Persépolis é uma história em quadrinhos francesa escrita e desenhada por Marjane Satrapi com base nas suas próprias experiências vivendo no Irã durante a guerra com o Iraque e seu posterior exílio em outro país. Narrada em capítulos curtos, de forma cronológica, a HQ explora boa parte da vida da autora, desde a infância até o início da vida adulta.
Filha de revolucionários, Marjane foi criada com muita liberdade pelos seus pais, que sempre a incentivaram a pensar por si própria e respeitaram sua liberdade. Essa liberdade é colocada em risco quando Aiatolá Khomeini assume o poder do país. Com o intuito de reverter a ocidentalização promovida pelo xá até então, é instituído um regime ditatorial para a imposição dos novos valores.
A autora expõe com bom humor o absurdo de algumas situações, como quando ela foi repreendida por estar correndo pela rua para pegar o ônibus. A justificativa para tal repreensão era que sua bunda balançava demais enquanto corria, atraindo o olhar dos homens ao redor.
E embora momentos como este pareçam estar fora da nossa rotina ocidental, muito do que é exposto na HQ se enquadra também no nosso mundo “liberal”. Situações como mansplaining, julgamentos sociais por conta da liberdade sexual das mulheres ou o descrédito em relação às suas ações são características comuns tanto aqui quanto lá.
Com o crescimento protagonista, os conflitos se intensificam. Alguns conhecidos de Satrapi foram presos ou mortos, e explosões passaram acontecer nas proximidades da sua casa. Com isso, o humor da história diminui. O clima agora é de tensão.
Nisso, Persépolis se aproxima de outra HQ seminal, Maus, na qual Art Spiegelman narra a experiência do seu pai, um judeu sobrevivente dos campos de concentração da 2ª guerra mundial. Como relatos históricos, as duas narrativas se assemelham. As sensibilidades envolvidas nas suas construções, porém, diferenciam-se como dia e noite.
Enquanto Art Spiegelman procura apresentar em detalhes os horrores experienciados por seu pai, Satrapi não mostra explicitamente as mortes e a violência. Vemos a sua reação a algo (seja uma morte ou uma notícia trágica), e não o fato em si. Tal distinção pode ser relacionada à vivência dos autores e suas relações com a história narrada. Afinal, Spiegelman apenas ouviu os relatos dos horrores da guerra, mas Marjane os viveu. Seu trauma é muito mais forte.

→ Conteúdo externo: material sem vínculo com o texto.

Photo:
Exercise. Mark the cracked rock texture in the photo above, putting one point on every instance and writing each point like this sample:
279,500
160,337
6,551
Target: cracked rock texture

Outra diferença é que Marjane não acompanhou todo o conflito entre Irã e Iraque. Seus pais a enviaram para a Áustria logo que ela entrou na adolescência. Assim, sozinha num país estrangeiro, sem falar a língua local, ela precisou adentrar o mundo estranho daquele país desconhecido – do qual ela sequer falava a língua – ao mesmo tempo em que adentrava o mundo estranho da puberdade.
Persépolis é, portanto, menos um retrato detalhado da guerra, e mais um diário pessoal das experiências da autora. Seus relatos a respeito dos primeiros amores – e das primeiras decepções amorosas –, da primeira vez que usou drogas e das suas experiências sexuais podem ressoar com os de qualquer outro adolescente da sua idade.
A autora expõe até mesmo os momentos mais embaraçosos da sua trajetória. É o caso de quando ela colocou uma pessoa inocente em perigo para se salvar. Trata-se de uma ocasião que a memória seletiva poderia querer trancar no fundo de um baú e perder a chave, mas Satrapi expõe com sinceridade, incentivando o leitor a julgá-la pelos seus atos.
O traço de Marjane é complexo em meio a sua simplicidade. Ela usa apenas duas cores: preto e branco. Além disso, não respeita uma regra espacial bem definida. Seus personagens parecem flutuar em meio ao quadro. Ainda assim, são desenhos recheados de metáforas: em certo momento, a vemos caminhando sob um enorme cemitério que são as ruas do Irã.
Tudo isso contribui para fazer de Persépolis uma bela narrativa gráfica, contada com bom humor, agilidade e inteligência. Os comentários ácidos e a visão de mundo única fazem de Marjane Satrapi uma protagonista cativante, cuja jornada, por mais que seja triste, é um deleite de ser acompanhada.